Tony Churnside | Creative Technologist

Woofers and Tweeters

Tuesday 14th February 2012

I’ve seen a few tweets about a television advert that’s been broadcast recently. The advert claims to have a soundtrack designed for dogs, not humans. I thought I’d take a closer look at this claim.

Advert for dogs
First some facts. The average range of a dog’s hearing is 40Hz to 60kHz, this is much wider compared to a human’s which is 20Hz to 20kHz. These figures are pretty rough (or should I say ruff) and vary from human to human (and dog to dog). Hearing loss at high frequency is a normal part of getting old and can begin in people as young as 25 years old. Well, you might think, then it’s easy to create a TV advert that dogs can hear and humans can’t. You’d be wrong. The biggest problem you’ll face is inherent in the design of the whole audio broadcasting chain: it’s currently not designed for dogs. So everything from the microphones used to record the advert right through to the speakers in your living room has been designed for the human hearing range. Building transducers that can create or capture sounds above 20kHz is rare and specialist. This is before I even mention the processing done to the audio to get it to your TV. Broadcasting audio above 20kHz is wasteful and most coders drop frequencies of that order.
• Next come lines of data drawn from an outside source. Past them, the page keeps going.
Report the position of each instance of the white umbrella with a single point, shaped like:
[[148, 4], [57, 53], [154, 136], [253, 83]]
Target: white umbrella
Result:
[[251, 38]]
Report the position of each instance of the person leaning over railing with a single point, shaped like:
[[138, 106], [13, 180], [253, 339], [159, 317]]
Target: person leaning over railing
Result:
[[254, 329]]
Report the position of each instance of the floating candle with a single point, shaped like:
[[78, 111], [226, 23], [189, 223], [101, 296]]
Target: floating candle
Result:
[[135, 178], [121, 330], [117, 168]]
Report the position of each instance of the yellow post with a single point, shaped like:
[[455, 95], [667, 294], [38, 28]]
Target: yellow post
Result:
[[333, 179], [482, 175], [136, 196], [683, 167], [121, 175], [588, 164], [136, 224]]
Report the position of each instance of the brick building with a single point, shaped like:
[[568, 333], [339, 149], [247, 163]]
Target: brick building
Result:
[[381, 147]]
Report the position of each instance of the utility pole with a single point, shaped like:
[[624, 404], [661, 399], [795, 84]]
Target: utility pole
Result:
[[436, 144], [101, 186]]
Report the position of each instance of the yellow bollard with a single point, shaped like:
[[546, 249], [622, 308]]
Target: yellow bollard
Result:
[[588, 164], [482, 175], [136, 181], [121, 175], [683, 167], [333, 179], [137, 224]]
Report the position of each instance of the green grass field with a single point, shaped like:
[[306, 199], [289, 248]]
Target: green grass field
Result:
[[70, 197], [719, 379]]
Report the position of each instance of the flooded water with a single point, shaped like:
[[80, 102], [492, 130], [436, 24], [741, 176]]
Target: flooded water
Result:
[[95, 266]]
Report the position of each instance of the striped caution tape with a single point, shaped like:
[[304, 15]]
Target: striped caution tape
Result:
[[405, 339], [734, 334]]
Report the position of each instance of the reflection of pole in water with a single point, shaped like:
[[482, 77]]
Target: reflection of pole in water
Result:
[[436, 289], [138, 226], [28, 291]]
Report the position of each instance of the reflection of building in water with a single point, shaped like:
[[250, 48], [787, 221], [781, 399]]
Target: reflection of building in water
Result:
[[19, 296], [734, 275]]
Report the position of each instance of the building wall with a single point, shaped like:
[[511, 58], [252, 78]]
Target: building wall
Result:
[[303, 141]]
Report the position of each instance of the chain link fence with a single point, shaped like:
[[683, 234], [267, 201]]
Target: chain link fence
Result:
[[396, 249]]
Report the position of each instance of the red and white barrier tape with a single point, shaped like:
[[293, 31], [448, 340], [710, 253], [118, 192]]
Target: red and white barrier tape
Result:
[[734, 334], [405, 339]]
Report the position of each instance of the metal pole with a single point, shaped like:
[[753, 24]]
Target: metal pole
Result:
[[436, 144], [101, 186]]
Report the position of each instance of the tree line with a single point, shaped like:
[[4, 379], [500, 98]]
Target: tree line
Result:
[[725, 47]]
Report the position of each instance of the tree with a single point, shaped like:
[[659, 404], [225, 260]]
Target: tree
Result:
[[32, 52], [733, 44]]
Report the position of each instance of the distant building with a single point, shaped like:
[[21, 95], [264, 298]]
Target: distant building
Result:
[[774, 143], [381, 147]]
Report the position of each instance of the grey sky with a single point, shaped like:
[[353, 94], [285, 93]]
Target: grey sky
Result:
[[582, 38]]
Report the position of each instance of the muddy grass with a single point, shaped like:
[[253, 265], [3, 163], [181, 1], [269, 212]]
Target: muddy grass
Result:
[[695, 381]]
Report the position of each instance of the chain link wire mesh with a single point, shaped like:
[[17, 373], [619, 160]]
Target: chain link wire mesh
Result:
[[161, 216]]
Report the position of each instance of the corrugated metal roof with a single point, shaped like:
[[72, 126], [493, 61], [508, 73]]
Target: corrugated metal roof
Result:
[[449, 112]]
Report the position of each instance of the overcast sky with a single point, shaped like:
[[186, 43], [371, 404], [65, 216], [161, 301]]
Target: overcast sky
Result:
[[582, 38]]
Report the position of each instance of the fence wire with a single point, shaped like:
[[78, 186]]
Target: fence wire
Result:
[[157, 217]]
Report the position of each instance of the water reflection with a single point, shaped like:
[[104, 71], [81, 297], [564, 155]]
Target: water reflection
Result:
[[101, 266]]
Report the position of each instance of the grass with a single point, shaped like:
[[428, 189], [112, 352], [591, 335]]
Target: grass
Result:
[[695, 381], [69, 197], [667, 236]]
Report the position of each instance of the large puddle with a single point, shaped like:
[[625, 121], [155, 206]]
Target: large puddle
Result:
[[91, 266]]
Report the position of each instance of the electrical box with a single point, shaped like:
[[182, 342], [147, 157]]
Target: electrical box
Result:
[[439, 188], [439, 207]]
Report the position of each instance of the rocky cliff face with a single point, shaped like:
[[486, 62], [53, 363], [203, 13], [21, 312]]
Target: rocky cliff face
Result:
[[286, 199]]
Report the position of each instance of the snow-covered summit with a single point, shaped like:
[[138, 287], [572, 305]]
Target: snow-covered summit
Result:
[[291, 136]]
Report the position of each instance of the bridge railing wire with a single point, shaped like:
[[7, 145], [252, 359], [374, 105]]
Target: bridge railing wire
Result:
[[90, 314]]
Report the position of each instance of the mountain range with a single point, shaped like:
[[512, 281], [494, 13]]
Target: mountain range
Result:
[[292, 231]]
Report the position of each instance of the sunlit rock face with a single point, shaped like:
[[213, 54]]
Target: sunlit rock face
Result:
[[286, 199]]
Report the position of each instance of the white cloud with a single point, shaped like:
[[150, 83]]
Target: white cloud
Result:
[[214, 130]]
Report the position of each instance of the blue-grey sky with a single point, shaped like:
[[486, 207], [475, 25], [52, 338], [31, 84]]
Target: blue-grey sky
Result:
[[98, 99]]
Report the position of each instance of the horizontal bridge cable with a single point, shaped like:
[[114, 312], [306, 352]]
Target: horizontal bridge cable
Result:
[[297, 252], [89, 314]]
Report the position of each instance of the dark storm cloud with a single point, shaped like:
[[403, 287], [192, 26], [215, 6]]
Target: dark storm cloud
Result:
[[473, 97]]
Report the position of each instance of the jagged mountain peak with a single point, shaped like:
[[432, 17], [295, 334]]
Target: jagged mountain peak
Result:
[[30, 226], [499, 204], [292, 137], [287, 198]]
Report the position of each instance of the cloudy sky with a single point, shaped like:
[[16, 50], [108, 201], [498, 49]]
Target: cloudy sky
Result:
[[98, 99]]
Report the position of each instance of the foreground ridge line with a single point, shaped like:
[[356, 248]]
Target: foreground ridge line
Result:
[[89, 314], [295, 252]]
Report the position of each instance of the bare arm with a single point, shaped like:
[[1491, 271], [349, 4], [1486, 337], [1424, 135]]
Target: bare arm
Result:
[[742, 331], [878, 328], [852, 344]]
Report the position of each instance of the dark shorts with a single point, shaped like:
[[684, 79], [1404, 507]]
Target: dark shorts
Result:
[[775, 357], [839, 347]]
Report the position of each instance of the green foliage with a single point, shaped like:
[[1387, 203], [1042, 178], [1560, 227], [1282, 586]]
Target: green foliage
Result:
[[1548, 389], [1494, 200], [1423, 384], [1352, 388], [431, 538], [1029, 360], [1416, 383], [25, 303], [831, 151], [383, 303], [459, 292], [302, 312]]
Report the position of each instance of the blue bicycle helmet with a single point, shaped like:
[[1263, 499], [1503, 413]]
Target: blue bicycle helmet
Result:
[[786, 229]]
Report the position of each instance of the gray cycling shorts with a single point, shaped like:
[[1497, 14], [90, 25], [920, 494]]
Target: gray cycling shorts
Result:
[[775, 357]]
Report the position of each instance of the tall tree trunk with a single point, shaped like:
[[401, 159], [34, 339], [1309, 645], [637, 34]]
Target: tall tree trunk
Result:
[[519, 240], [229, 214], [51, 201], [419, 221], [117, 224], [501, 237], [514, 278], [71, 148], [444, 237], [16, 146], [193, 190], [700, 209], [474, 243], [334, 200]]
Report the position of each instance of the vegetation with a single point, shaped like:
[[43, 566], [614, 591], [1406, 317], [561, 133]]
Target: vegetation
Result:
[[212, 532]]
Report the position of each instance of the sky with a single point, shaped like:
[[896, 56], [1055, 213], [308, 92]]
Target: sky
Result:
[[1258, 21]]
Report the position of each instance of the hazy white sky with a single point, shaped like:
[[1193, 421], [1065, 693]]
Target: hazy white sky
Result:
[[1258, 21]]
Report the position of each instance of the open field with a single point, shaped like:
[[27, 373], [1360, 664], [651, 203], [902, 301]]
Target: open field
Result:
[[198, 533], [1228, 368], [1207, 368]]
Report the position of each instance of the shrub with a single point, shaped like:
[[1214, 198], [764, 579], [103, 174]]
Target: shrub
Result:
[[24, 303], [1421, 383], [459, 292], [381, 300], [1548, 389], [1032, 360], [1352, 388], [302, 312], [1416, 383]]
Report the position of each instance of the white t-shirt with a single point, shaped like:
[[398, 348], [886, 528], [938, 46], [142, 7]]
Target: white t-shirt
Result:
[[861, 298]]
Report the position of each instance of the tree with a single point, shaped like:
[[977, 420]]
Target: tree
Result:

For example, if you understand sampling theory you’ll know that CDs (with a sample frequency of 44.1KHz) have a Nyquist frequency of 22.05kHz. This means the frequencies which can be represented by linear PCM audio are below 20kHz. Audio carried in a DVB-T multiplex has been through lossy compression which is designed to remove the bits of the audio that humans can’t hear. While these lossy compression schemes are thoroughly tested, they are not yet tested on dogs. Given this information the range of audio that is broadcast and perceivable by dogs but not perceivable by (the majority) of humans is now much narrower that you might have thought, roughly 17 to 20kHz. That’s not much to play with. A quote from the first story I read about this advert claims: “Vet Zara Boland says the sounds are between 18,000 and 20,000 kilohertz, and denies using dogs in an unfair way to publicise a product.” 18,000 to 20,000 kilohertz? KILOHERTZ?! That’s a lot of kilohertz. Far more kilohertz than can be heard. Even by a dog. Let’s assume that this is a typo, and what they meant to type was 18 to 20 kilohertz. (or 18,000 to 20,000 hertz). My hearing can’t get quite that high anymore, so I thought I’d use a computer to help examine the advert. This is what the sound of the advert looks like:

Advert waveform
When I performed a spectrum analysis of the audio it looks like this:

Advert spectrum
I even slowed down the file to see if I could hear anything (by lowering the frequency and bringing it into a frequency range I can perceive). So there is something up there in the 19kHz range, but it’s actually very quiet compared to the rest of the audio and could easily be masked. And remember this analysis is of a recording of the transmission and doesn’t consider how your sound system might effect the audio. If you have a fancy flat screen TV, but use its built in speakers the chances are the audio spectrum that comes out of them has been further compromised. Here’s a picture of the spectrum coming out of my flat screen TV’s internal speakers during the dog advert (according to a simple iPhone app).

Signalscope Screenshot
Whether or not any of this would trigger a reaction from your dog is down to highly scientific studies like the one described here. I’m not a dog psychologist (and feel free to correct me about the following if you are) but my guess is it would take more than the presence of 19kHz audio to provoke a serious reaction, unless it was very loud, in which case it would be likely to cause a similar reaction in human audiences (those under 25 years old, anyway). Working with the constraints of broadcast-able content I think it would be much easier to attract the attention of dogs using audio that humans AND dogs can hear, at least until the arrival of smell-o-vision, but that doesn’t get headlines. So in conclusion, this is much more about getting free press coverage than entertaining dogs, and it worked perfectly.